Reprise du débourrage.

Ca y est, après des mois d’arrêt à cause de l’hiver puis par la suite du mauvais temps, Alain est revenu pour finir le débourrage de Coccinelle pour mon plus grand bonheur.

Pour tous ceux qui aimeraient lire en détail nos séances, c’est ici. Alors, après tout ce temps, j’appréhendais un peu le verdict d’Alain. Car même si il n’était pas venu durant plusieurs mois, de mon côté je travaillais la miss.

Alors, alors : Pour Alain, il est évident que cette pause à été plus que bénéfique. En effet, la miss est enfin posée, elle ne se dérobe plus et cherche le contact et à faire plaisir. Elle est bien sûr encore jeune et par conséquent a des réactions un peu vives par moment, mais elle reste très gérable pour son jeune âge.

Je sors à présent en selle avec la miss. On se fait des petites balades. Pour le moment, toujours la même. Je ne peux malheureusement pas varier, du fait de passage de rivière qu’il faut qu’on travaille, Coc’s à la fâcheuse tendance de se rouler dans l’eau et de l’autre à cause d’un monde trop important. Je ne me sens pas capable de la gérer avec tous les enfants qui crient et qui courent.

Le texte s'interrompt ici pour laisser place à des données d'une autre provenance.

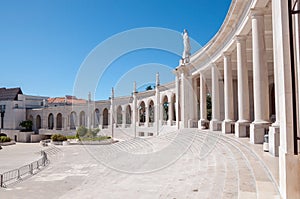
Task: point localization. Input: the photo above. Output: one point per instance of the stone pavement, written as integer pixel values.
(19, 154)
(183, 164)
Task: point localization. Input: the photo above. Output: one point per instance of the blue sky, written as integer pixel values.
(43, 43)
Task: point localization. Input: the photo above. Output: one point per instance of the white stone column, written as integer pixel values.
(203, 105)
(134, 109)
(184, 92)
(157, 105)
(177, 87)
(146, 116)
(260, 79)
(170, 112)
(228, 94)
(289, 170)
(215, 98)
(243, 88)
(123, 116)
(112, 113)
(274, 129)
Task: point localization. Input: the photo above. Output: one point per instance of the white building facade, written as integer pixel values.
(251, 71)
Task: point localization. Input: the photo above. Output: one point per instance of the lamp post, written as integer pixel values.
(2, 111)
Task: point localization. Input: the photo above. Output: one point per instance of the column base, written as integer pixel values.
(215, 125)
(274, 140)
(257, 132)
(227, 127)
(241, 129)
(288, 174)
(192, 124)
(203, 124)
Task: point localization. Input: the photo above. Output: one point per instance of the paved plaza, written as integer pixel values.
(183, 164)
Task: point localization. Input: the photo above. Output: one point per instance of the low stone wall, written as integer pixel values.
(38, 137)
(17, 135)
(51, 132)
(7, 143)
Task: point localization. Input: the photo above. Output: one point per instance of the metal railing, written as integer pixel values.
(24, 171)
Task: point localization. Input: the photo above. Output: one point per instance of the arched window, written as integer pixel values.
(151, 111)
(38, 122)
(119, 115)
(105, 117)
(50, 121)
(59, 121)
(73, 120)
(165, 108)
(97, 118)
(82, 118)
(142, 112)
(128, 114)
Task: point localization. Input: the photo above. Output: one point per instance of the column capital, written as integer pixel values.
(240, 38)
(257, 12)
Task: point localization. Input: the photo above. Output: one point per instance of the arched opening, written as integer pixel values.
(119, 115)
(97, 117)
(82, 118)
(142, 112)
(105, 117)
(73, 120)
(50, 121)
(128, 114)
(38, 122)
(151, 111)
(59, 121)
(165, 108)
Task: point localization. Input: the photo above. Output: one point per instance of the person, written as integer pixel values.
(187, 47)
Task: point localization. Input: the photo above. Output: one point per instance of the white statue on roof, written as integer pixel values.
(187, 47)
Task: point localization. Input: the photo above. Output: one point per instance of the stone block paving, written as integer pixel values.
(183, 164)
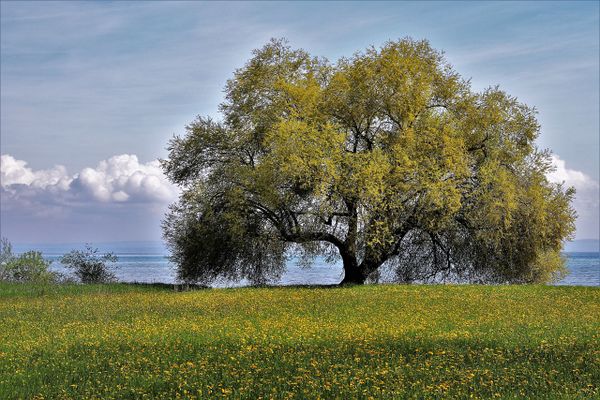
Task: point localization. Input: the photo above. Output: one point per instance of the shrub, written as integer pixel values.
(89, 266)
(28, 267)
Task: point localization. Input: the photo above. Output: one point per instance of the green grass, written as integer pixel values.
(121, 341)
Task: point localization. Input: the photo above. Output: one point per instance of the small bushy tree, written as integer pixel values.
(89, 266)
(29, 267)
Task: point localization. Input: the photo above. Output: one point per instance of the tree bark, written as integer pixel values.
(353, 274)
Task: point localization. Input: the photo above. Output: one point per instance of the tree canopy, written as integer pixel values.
(386, 159)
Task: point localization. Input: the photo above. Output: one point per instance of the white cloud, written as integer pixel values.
(587, 196)
(119, 179)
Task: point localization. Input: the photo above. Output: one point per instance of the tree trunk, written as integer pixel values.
(352, 273)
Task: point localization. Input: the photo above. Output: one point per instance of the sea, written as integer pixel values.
(148, 262)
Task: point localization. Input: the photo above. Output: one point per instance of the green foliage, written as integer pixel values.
(387, 158)
(382, 342)
(29, 267)
(89, 266)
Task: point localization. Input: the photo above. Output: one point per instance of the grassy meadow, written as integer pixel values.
(122, 341)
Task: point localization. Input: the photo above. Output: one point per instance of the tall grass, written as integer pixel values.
(119, 341)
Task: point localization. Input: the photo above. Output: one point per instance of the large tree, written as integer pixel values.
(385, 159)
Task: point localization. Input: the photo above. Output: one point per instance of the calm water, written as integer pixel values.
(584, 270)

Du coup, lors de la première sortie vraiment seule, avec un parcours défini, on a rencontré des cygnes… Ma jument s’est totalement figée en les voyants, impossible de faire quoique ce soit avec elle, j’ai du descendre est passé devant. Et même ainsi, ce fût assez laborieux. J’ai traîné à hauteur des cygnes afin qu’elle comprenne qu’ils n’allaient pas la tuer et on a repris la balade plus loin. Le reste fût du coup un peu saccadé, car elle était stressée comme tout.

Le lendemain, même balade. On a croisé une tortue, Coc’s s’est figée, mais elle est repartie d’elle même sans sourciller. On a recroisé les cygnes plus loin, elle était en stress, mais elle est passée d’elle même sans que je mette pied à terre. Super fière de ma jument. Elle m’a fait un écart plus loin à cause d’un pêcheur qui lançait sa ligne, mais franchement elle était vraiment gérable.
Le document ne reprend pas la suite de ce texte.